St. Francis de Sales High School football coach Dick Cromwell has fond memories of Brandon Speweik.
Speweik, who grew up in Oregon, was the Knights' starting quarterback and a team captain his senior year in 2004, when he led the team to the state playoffs.
"He was a very physical player," Cromwell said. "He was strong and fast for a quarterback, and he ran the option very well. He had a cannon for an arm and he was a good student."
Speweik threw for more than 500 yards and was St. Francis' second-leading rusher (368 yards) as a senior. His 10 rushing touchdowns and 60 points led the team, which lost to Canton GlenOak in the first round of the playoffs.
As a senior, Speweik was on the Knights' track team and competed in the pole vault, the 200-meter dash and the 4x100 and 4x200 relay. St. Francis won its first, and only, City League title that year.
By June 2005, Speweik had made up his mind that he wanted to play football in college. The University of Toledo's quarterbacks coach was Rob Spence, and the two had built a strong relationship.
"I knew Rob Spence and I made some visits to Toledo," Speweik recalled. "That was the safe bet. I never really intended to play there, I just thought Spence was a good coach for me. Late into that spring he up and left Toledo and he called me from Clemson University and said he wanted me to come down there. I made a visit on the fly and I loved what I saw."
Speweik said the coach who replaced Spence at UT called and tried to get him to play at UT, but Speweik had made his decision - he was going to play for Spence at Clemson, located in Clemson, S.C.
"I always wanted to go away for school in the first place," Speweik said. "All my friends went to UT and it would have been the safe choice. Going down there (to Clemson) was more competitive and I liked Rob, so that's what I did."
Clemson is a member of the Atlantic Coast Conference, which, competition-wise, is a big step up from the Mid-American Conference.
"Brandon always felt he could compete at the Division I level," said Speweik's mother, Mary. "From sixth grade, his dream was to play at a Division I school. He definitely had the athleticism to play at a Division I school."
Spence spoke with Clemson head coach Tommy Bowden about Speweik's potential, and Bowden accepted Speweik as preferred walk-on. That meant that Speweik would be on the football team, but he had to pay most of his own tuition.
"Tommy Bowden had to write a letter to the president of Clemson asking to bring Brandon in," Mary Speweik said. "Spence was allowed to ask for one preferred walk-on.
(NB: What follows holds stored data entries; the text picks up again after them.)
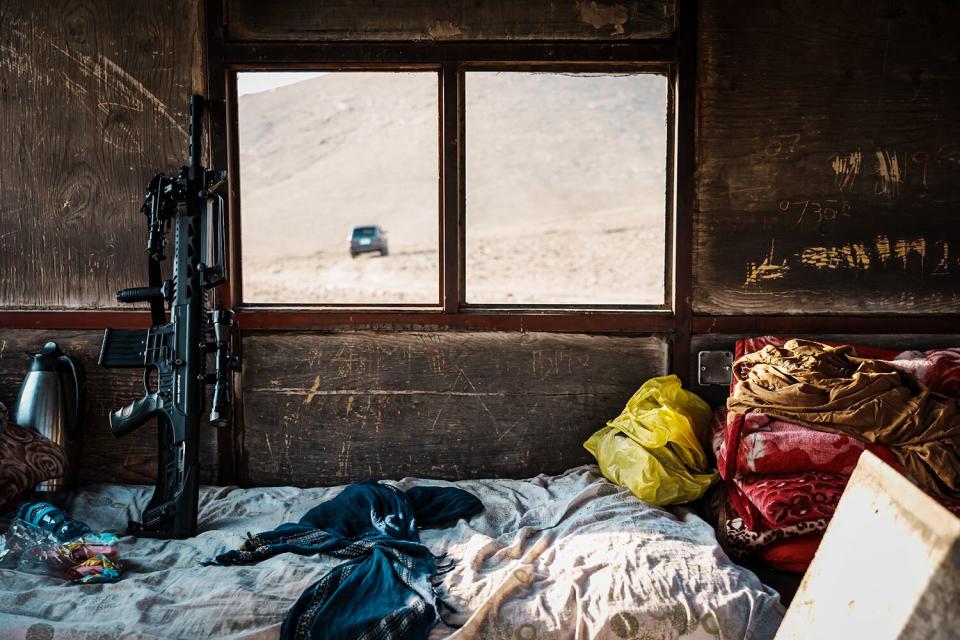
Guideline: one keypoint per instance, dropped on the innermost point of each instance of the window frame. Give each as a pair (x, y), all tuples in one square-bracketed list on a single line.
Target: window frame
[(452, 60)]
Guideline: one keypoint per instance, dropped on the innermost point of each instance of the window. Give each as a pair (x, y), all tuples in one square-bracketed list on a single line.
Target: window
[(457, 187), (565, 188), (339, 187)]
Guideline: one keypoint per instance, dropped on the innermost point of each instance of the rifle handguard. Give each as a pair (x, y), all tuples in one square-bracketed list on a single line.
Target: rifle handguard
[(140, 294), (135, 414)]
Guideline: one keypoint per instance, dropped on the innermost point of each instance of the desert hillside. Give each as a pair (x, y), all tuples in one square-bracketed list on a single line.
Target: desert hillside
[(564, 188)]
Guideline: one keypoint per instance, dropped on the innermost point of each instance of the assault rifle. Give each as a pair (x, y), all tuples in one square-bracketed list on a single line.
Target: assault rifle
[(174, 353)]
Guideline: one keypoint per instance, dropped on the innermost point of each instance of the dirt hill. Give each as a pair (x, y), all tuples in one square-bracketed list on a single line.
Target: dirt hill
[(564, 188)]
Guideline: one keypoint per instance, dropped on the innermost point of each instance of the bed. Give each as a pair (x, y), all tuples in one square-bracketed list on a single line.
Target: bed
[(567, 556)]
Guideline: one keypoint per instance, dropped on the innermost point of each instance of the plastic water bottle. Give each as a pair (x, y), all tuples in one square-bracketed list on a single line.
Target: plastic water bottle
[(54, 521)]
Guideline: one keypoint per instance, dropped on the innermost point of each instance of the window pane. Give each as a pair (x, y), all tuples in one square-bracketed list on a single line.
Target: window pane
[(339, 179), (565, 188)]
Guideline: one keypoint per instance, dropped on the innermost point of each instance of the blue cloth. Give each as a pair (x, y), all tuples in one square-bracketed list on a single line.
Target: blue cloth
[(385, 589)]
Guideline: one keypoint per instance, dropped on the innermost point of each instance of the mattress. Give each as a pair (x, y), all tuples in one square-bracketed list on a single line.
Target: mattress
[(568, 556)]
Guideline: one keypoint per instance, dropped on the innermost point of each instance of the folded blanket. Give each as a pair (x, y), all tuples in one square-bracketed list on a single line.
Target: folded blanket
[(830, 389), (754, 443), (938, 369), (384, 591), (788, 548)]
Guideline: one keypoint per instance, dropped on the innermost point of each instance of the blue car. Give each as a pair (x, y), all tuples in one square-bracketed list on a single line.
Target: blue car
[(368, 239)]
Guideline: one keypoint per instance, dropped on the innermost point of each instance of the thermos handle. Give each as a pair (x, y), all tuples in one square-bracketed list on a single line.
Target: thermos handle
[(79, 380)]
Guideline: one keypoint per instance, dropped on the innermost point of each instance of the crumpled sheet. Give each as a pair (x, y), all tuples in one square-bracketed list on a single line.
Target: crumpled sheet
[(570, 556)]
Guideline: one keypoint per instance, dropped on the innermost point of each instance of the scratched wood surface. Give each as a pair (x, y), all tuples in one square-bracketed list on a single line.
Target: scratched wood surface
[(93, 96), (335, 408), (828, 157), (100, 457), (252, 20)]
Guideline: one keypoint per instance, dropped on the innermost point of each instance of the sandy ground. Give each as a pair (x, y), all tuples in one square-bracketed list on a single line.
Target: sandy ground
[(564, 190), (614, 260)]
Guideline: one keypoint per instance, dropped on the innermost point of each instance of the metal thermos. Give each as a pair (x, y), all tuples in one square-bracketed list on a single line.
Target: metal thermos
[(52, 400)]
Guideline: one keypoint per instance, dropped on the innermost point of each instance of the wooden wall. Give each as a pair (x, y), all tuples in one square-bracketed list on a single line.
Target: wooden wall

We still have, to this day, a copy of the letter that Tommy Bowden wrote to the president of Clemson. It's very hard to get into Clemson."
Speweik, who graduated in December with a 3.4 GPA and a degree in marketing, said he was in South Carolina almost year-round.
"I had like three weeks a year off to come home," he said. "It was definitely neat because I had never been down south. They definitely have a very strong culture. They're very proud of being from the south. Being a northerner down there, they're not mean, but my friends who are southerners gave me a hard time.
"The university pretty much is the town. The city stops when school is out of session. The town is abandoned in the summer and it picks up in the fall, and everybody knows everybody. It had a small-town feel and I really enjoyed it."
Speweik (6-1, 205) redshirted as a freshman because the Tigers already had Charlie Whitehurst returning at quarterback. In fact, Clemson had several quarterbacks on the roster who were older and more experienced than Speweik.
Speweik never did earn a full football scholarship, but he became an important member of the team as the scout team quarterback.
"I wasn't getting beaten up or anything," Speweik said. "I liked going up against the first-team defense. It was good to have good plays and have good passes and make big plays. We just wanted to do our best. The odds were stacked against us, but when we looked good, we looked good. It was good incentive to do well. I thought I did a pretty good job."
Speweik, 22, dressed for every Tigers home game and he got to travel with the team to play at Florida State and Virginia his senior year.
Ironically, Spence is no longer at Clemson. When Bowden resigned after the Tigers' sixth game last season, Davo Sweeney took over as head coach and Spence was out of a job.
During his senior year, Speweik met Jessica Wilson and the two are now engaged and living in Queens, N.Y., where Speweik works for marketing firm Ansible Mobile.
Although he never got to play in a game at Clemson, Speweik, the older brother of Cardinal Stritch basketball standout Liz Speweik, said he wouldn't change a thing.
"I have no regrets whatsoever," he said. "I'll miss the work and the preparation for the games and the strict regimen we were on. I took pride in being the strongest and fastest quarterback at Clemson. Even when I wasn't starting, I still wanted to be one of the best in some aspects, whether I got on the field or not. I really liked the camaradarie."